さらに、次の箇所に至ってはもう完全にビジネス本として読めます。「リーダー育成10の原則」の「指導より感化の意識をもたせる」からの引用です。

 小学校時代からそのように指導されてきているからか、それとも担任教師をモデルにしてきたからか、リーダー性の高い生徒たちは一般に、他の生徒を指導することによって学級をまとめなければならない、というイメージを抱いて中学校に上がってくるようです。それが様々な場面でトラブルを招きます。
 能力的に低くてしっかりと取り組めない生徒、当番活動中にもおしゃべりに花が咲く生徒、中の良い友達が他学級にいるために給食当番なのになかなか教室に戻ってこない生徒、などなど、学級にはいろいろな生徒たちがいます。

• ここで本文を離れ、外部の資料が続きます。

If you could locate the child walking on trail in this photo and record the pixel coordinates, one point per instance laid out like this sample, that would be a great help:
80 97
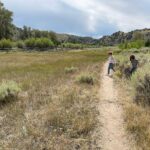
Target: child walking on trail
111 62
134 64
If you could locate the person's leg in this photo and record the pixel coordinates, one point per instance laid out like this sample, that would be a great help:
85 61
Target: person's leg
109 67
113 67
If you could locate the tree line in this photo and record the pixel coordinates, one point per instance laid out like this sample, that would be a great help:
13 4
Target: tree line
26 37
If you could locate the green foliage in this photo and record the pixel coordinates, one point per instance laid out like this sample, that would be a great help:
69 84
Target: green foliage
72 46
86 78
6 26
20 44
71 69
39 43
6 44
134 44
8 90
141 84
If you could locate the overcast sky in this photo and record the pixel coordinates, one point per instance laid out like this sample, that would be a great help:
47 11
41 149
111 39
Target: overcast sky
81 17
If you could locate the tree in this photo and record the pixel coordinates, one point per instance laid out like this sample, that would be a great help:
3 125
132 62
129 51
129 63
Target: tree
6 27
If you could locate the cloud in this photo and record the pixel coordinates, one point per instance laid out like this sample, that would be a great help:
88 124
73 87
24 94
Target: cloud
84 17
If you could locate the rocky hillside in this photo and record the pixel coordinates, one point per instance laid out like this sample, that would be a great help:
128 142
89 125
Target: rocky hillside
76 39
119 37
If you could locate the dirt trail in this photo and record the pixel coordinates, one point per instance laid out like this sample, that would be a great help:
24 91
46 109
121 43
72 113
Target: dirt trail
113 136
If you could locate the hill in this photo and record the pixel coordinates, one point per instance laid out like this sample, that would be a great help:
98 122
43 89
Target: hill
119 37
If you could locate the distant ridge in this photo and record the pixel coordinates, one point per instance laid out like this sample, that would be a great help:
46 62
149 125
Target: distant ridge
110 40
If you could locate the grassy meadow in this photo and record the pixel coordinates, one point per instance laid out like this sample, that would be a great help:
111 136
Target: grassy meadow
135 95
55 106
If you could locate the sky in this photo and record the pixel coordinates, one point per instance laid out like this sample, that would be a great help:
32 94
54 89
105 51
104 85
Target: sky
94 18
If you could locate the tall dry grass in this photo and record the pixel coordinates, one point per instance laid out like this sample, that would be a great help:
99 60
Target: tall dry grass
53 112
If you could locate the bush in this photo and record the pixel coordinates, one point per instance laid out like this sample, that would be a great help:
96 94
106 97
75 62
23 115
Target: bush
8 91
71 69
141 84
134 44
6 44
39 43
20 44
30 43
72 45
85 78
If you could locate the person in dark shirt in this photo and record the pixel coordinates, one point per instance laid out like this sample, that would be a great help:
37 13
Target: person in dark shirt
134 64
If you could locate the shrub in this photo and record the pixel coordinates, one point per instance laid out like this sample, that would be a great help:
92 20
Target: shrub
6 44
72 45
71 69
8 90
85 78
133 44
141 84
39 43
30 43
20 44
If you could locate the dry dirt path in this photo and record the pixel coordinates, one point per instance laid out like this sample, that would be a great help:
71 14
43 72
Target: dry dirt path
113 135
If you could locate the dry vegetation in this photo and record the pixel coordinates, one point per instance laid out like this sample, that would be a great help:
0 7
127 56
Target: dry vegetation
52 111
136 97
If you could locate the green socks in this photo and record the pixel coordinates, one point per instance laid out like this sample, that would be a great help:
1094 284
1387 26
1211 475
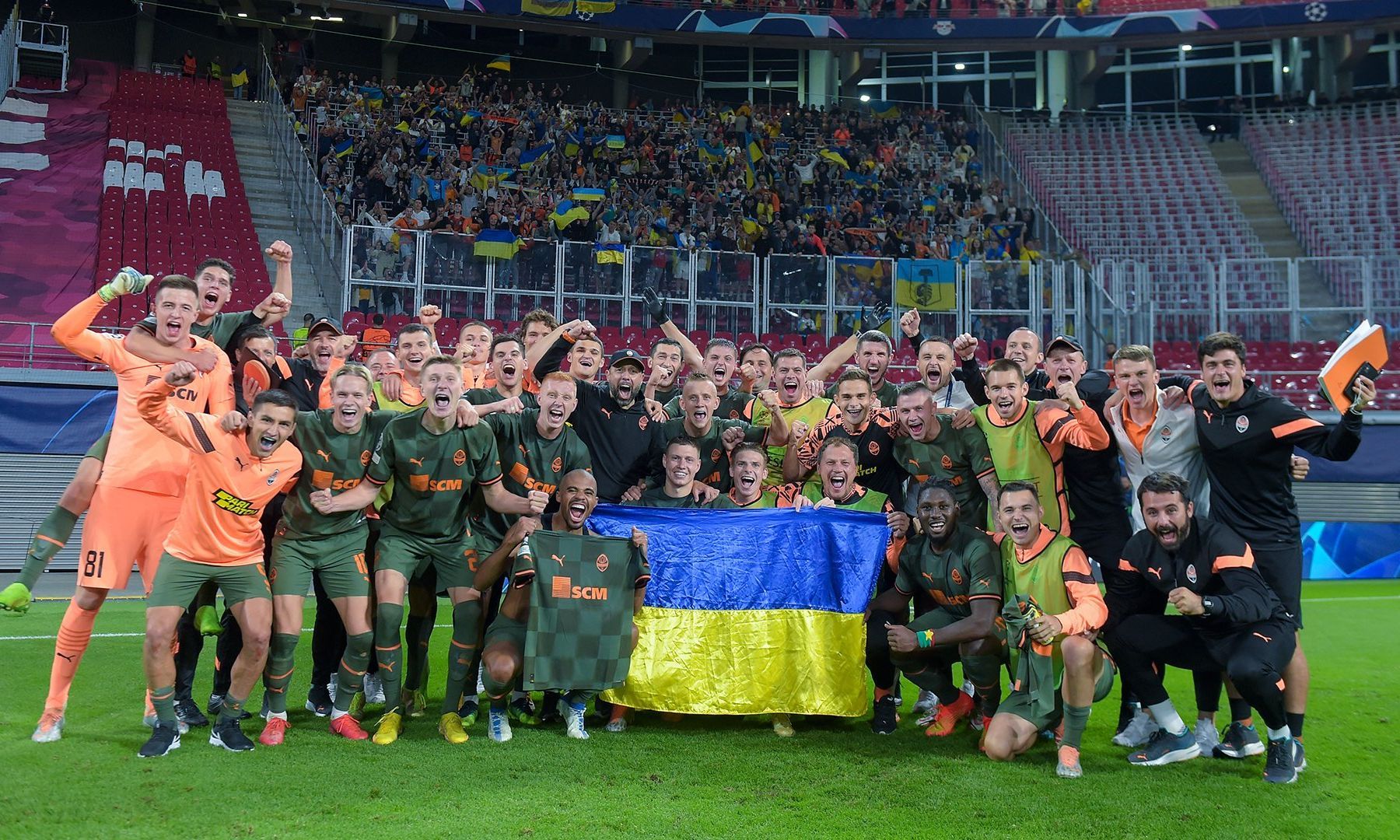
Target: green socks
467 619
54 532
352 670
1076 719
388 647
282 661
164 703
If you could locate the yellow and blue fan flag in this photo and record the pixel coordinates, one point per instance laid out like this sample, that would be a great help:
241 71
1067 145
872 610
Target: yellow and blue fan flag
499 244
884 110
532 156
566 213
927 285
769 619
609 254
548 7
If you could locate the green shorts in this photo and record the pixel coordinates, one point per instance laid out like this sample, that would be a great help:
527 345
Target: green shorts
98 448
178 580
411 556
339 559
506 629
1020 703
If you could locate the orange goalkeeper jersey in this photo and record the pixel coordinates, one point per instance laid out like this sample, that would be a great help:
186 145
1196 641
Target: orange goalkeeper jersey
219 520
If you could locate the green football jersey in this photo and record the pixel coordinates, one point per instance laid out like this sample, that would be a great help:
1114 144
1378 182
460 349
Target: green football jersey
331 461
714 458
969 567
528 462
434 476
958 455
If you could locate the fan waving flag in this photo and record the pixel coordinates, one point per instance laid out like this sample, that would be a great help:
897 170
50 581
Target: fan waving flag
769 619
580 619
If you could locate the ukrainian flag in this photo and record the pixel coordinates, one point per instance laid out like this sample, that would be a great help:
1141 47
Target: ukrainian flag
769 619
499 244
611 254
927 285
548 7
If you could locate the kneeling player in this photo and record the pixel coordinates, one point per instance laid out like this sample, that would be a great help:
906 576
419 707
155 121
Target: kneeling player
216 538
1052 574
503 657
1230 621
959 569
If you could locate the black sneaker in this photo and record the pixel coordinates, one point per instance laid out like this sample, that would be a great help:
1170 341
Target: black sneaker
1279 762
164 738
884 723
189 714
1239 742
318 702
230 735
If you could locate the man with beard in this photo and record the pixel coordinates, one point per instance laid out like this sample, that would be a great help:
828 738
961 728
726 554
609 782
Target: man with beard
714 437
611 418
873 432
1028 441
1064 611
537 447
437 468
503 656
959 570
1228 619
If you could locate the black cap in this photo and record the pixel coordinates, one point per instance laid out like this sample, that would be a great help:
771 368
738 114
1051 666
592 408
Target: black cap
628 355
320 322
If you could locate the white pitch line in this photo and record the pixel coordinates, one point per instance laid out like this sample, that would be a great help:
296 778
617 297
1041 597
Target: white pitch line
121 635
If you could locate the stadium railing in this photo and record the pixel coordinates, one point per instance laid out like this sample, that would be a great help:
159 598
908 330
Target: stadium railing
313 215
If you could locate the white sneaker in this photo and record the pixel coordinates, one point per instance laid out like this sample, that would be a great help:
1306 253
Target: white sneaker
1207 737
49 728
1139 730
373 688
573 720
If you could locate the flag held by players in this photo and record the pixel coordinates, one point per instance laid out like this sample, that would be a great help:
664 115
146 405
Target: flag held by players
769 619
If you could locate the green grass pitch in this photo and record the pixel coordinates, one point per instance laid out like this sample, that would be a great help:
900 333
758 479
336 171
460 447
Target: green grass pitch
703 777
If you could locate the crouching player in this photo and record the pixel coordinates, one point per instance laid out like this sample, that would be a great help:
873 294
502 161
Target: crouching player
503 657
217 537
1052 573
959 569
1230 621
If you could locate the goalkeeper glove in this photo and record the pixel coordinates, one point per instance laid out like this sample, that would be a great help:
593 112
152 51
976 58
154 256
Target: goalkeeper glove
126 282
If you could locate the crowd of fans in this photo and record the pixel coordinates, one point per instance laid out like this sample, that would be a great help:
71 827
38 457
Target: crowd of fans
870 181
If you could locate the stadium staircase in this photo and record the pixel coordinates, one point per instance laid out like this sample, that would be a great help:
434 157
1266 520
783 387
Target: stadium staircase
1246 185
268 201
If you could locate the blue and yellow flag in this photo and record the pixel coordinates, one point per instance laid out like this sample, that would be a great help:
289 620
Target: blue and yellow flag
927 285
548 7
499 244
769 619
611 254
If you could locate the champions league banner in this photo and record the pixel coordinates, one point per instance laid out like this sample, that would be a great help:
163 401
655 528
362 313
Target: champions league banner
656 20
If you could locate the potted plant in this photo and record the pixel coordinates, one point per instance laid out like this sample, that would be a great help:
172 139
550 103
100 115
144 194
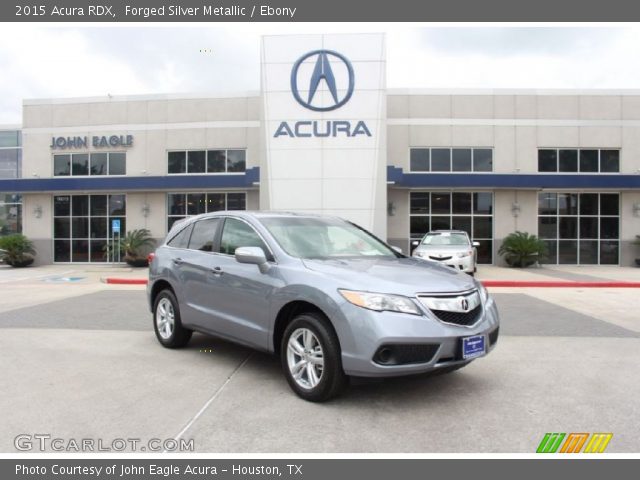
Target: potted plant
133 247
521 249
17 250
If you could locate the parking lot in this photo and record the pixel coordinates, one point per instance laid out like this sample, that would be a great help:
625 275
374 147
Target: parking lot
81 361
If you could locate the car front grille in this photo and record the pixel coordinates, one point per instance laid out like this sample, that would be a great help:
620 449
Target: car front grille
463 309
459 318
405 354
493 336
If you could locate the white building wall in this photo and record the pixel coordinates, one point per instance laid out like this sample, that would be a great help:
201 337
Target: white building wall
339 175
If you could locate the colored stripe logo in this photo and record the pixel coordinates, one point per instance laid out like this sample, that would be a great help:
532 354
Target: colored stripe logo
573 442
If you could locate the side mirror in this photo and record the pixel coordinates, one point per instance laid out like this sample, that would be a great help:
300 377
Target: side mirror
252 256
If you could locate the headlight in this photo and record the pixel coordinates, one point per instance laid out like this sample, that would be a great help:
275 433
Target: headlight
381 302
484 295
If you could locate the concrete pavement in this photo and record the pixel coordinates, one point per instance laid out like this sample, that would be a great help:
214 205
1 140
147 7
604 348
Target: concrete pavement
84 363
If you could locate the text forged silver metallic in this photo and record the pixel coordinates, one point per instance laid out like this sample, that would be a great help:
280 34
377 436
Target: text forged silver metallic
327 296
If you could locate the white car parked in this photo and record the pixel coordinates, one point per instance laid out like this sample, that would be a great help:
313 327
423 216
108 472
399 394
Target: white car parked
449 247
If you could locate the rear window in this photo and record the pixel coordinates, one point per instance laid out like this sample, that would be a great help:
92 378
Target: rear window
181 240
203 234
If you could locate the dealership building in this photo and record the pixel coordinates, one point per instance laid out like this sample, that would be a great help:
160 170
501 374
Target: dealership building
325 135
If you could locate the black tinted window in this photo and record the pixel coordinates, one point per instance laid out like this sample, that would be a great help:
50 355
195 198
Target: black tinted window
237 233
203 234
181 240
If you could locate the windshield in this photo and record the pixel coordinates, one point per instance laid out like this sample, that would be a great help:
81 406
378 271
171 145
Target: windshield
445 238
321 238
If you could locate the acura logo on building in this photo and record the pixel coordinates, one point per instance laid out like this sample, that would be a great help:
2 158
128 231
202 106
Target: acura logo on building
330 69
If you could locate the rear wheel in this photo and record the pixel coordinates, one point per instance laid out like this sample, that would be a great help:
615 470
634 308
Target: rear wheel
311 358
167 322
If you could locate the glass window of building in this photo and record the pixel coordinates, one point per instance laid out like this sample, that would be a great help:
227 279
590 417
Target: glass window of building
82 226
565 160
85 164
451 160
10 213
207 161
183 205
580 228
468 211
10 167
10 153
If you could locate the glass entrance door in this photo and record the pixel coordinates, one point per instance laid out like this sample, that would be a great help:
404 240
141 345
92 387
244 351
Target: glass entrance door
82 226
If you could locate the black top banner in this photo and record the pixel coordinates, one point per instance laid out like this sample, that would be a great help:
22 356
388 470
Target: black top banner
319 11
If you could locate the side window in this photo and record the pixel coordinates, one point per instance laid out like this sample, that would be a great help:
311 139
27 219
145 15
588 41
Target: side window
237 233
203 235
181 240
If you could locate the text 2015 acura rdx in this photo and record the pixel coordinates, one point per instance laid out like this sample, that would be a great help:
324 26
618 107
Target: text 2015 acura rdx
325 295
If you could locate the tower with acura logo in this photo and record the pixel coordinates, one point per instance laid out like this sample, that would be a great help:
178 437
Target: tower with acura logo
324 129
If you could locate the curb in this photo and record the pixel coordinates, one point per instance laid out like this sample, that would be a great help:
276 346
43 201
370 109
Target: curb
486 283
125 281
561 284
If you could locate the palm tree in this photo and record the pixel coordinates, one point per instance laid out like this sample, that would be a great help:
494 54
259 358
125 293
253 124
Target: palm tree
521 249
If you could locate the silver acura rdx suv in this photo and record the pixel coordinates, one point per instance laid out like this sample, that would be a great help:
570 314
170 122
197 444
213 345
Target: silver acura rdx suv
328 297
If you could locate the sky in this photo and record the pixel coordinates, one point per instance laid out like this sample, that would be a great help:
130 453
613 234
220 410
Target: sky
76 61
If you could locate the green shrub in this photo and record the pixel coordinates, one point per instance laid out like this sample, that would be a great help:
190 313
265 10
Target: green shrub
133 247
520 249
17 250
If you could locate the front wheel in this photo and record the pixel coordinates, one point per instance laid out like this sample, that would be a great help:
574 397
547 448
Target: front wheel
167 322
311 358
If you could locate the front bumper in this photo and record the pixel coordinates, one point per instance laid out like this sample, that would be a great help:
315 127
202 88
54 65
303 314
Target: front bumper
439 343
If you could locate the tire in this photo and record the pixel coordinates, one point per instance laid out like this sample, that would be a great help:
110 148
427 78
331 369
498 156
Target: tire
167 322
316 340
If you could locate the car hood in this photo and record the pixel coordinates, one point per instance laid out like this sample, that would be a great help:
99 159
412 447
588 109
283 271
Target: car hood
403 276
443 248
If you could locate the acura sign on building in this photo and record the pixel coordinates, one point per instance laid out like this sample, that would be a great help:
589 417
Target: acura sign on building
324 126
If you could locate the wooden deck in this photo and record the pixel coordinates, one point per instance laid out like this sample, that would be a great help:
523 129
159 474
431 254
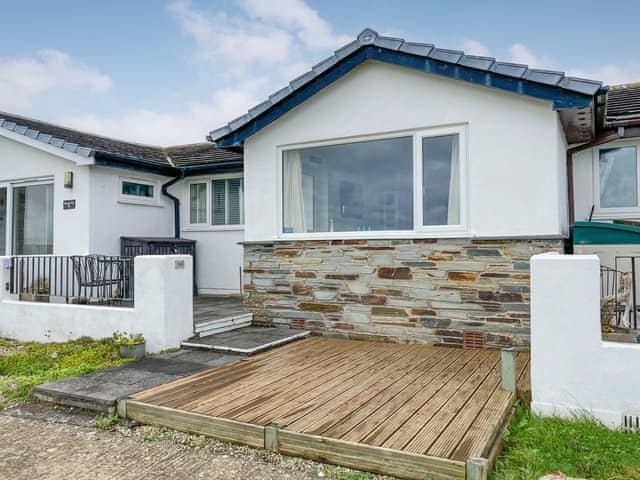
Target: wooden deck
407 410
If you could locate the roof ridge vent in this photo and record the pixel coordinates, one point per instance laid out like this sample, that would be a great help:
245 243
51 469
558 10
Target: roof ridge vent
367 36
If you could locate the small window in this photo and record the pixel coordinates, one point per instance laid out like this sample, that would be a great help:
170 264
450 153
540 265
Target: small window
139 190
226 198
618 177
198 203
440 180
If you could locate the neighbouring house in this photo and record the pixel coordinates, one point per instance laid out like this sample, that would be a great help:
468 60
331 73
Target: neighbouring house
397 190
65 192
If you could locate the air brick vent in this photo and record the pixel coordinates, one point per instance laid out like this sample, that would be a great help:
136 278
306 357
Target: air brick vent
297 323
631 423
473 340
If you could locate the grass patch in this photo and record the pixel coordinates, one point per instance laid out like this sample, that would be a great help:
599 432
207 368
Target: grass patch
105 422
581 448
340 475
37 363
160 436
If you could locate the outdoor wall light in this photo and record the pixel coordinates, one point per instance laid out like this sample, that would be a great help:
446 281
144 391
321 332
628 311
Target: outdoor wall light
68 179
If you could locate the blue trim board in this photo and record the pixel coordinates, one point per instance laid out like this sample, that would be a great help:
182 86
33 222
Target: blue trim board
561 98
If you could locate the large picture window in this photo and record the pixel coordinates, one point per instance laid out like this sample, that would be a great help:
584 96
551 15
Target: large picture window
33 220
401 184
351 187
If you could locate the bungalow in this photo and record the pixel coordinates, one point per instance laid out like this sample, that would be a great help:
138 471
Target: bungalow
394 192
66 192
397 191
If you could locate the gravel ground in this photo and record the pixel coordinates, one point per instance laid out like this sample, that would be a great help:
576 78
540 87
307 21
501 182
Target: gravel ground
46 443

リーダー性が高いと言われる生徒たちには、こうした生徒たちを一方的に責めることによって改善させようとする傾向が見られます。これがトラブルを招きます。賞罰によって登板活動や係活動を動かそうとするのも、こうした生徒たちの特徴です。
 リーダーには指導力よりは感化力のほうが大切であるという話を、まずはリーダー生徒たちにじっくりと話して聞かせることが必要になります。

きっといい先生で、いい学級なんだろうなあ。そんなふうに思わせてくれる一節です。

本記事では割愛しましたが、「職場の人間関係10の原則」の章には誰にでも当てはまる人間関係の基礎が記されていますし、「通知表所見10の原則」の章はマネージャーであれば部下への評価フィードバックに応用できるかもしれません。
本書は本来は教員向けの書籍ですが、生徒であった頃のことを思い出しつつ普段の仕事に活かせる洞察を多く得られる楽しい書籍でした。